Ekipa rządząca podkreśla, że to historyczny i rewolucyjny projekt, jakiego nie było w dotychczasowej polityce rodzinnej. Opozycja twierdzi, że jego przyjęcie może okazać się katastrofą dla finansów publicznych.
– Nie zgadzam się z opiniami, że „Rodzina 500 plus” jest wyrzucaniem publicznych pieniędzy. Sam program broni się i dotyczy przeznaczania 500 zł na dziecko. Należy go jednak rozpatrywać w szerszym kontekście innych rozwiązań, których na razie nie widać – stwierdził w Polskim Radiu 24 Filip Memches, publicysta dziennika Rzeczpospolita.
Natomiast Andrzej Sadowski z Centrum im. Adama Smitha zwrócił uwagę, że intencje obecnej władzy trzeba oddzielić od ich realizacji.

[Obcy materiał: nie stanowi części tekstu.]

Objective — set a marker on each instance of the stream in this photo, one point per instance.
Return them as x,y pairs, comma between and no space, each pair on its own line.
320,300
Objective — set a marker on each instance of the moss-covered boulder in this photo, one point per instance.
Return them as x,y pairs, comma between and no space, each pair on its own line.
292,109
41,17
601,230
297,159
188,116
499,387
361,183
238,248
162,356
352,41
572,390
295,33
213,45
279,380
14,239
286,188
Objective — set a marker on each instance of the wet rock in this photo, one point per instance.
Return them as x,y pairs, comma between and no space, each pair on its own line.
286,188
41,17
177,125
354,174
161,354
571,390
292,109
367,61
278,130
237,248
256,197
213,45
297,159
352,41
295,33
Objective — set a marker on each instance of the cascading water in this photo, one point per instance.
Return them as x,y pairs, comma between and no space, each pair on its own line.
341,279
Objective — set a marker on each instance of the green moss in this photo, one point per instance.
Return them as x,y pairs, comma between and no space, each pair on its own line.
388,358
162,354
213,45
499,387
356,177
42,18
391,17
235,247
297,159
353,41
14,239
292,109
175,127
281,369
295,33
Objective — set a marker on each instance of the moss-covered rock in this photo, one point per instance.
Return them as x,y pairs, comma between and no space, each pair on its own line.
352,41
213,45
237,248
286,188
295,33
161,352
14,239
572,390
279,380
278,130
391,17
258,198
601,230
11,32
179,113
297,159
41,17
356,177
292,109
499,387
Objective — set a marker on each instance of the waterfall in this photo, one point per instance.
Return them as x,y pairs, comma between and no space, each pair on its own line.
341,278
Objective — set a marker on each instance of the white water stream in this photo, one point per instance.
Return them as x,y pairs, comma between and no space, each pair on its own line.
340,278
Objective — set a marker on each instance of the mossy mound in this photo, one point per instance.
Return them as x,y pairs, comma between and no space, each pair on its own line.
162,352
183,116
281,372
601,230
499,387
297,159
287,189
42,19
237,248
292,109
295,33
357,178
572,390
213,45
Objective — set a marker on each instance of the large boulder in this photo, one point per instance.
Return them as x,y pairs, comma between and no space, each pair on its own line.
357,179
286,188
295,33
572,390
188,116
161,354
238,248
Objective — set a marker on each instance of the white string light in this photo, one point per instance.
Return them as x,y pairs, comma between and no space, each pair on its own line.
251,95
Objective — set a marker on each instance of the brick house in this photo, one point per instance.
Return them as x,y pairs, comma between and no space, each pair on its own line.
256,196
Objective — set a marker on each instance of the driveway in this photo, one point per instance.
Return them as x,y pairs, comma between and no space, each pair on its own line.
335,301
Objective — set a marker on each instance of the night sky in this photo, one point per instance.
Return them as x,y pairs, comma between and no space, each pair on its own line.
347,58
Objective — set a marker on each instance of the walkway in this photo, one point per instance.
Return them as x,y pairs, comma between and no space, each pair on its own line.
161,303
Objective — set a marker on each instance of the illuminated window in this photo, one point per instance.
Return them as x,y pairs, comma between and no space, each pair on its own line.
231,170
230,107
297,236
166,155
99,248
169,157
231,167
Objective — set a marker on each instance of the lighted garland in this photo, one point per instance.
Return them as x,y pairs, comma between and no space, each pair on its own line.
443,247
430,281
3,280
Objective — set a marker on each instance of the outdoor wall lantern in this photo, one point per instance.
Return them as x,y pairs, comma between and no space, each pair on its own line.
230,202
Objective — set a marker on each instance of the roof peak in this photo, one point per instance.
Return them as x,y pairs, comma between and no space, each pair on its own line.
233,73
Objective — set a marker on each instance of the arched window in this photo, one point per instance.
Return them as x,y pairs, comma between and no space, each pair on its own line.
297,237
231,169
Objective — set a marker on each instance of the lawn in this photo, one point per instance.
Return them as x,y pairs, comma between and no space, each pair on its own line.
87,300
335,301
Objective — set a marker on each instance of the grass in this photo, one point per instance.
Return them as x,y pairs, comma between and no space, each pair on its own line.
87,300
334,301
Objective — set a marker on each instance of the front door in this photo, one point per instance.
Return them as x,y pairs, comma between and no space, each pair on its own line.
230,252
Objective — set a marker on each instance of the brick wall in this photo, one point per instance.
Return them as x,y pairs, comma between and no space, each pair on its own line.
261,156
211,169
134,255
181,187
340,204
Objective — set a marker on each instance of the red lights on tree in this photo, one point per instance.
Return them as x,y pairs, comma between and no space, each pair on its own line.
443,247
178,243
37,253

– Ostatnie rozwiązania nie rokują, żeby był to program tak skuteczny, jak w chwili kampanii wyborczej i zdobywania wyborców. Idea polityki rodzinnej jest bliska naszym obywatelom, ale barierą jest wysokie opodatkowanie pracy – ocenił ekspert.
– Wbrew deklaracjom to nie jest program polityki rodzinnej, a socjalnej. Rząd stara się administracyjnie zwiększyć moc nabywczą polskich gospodarstw domowych – dodał Marcin Kędzierski z Centrum Analiz Klubu Jagiellońskiego.
Gospodarzem audycji był Łukasz Warzecha.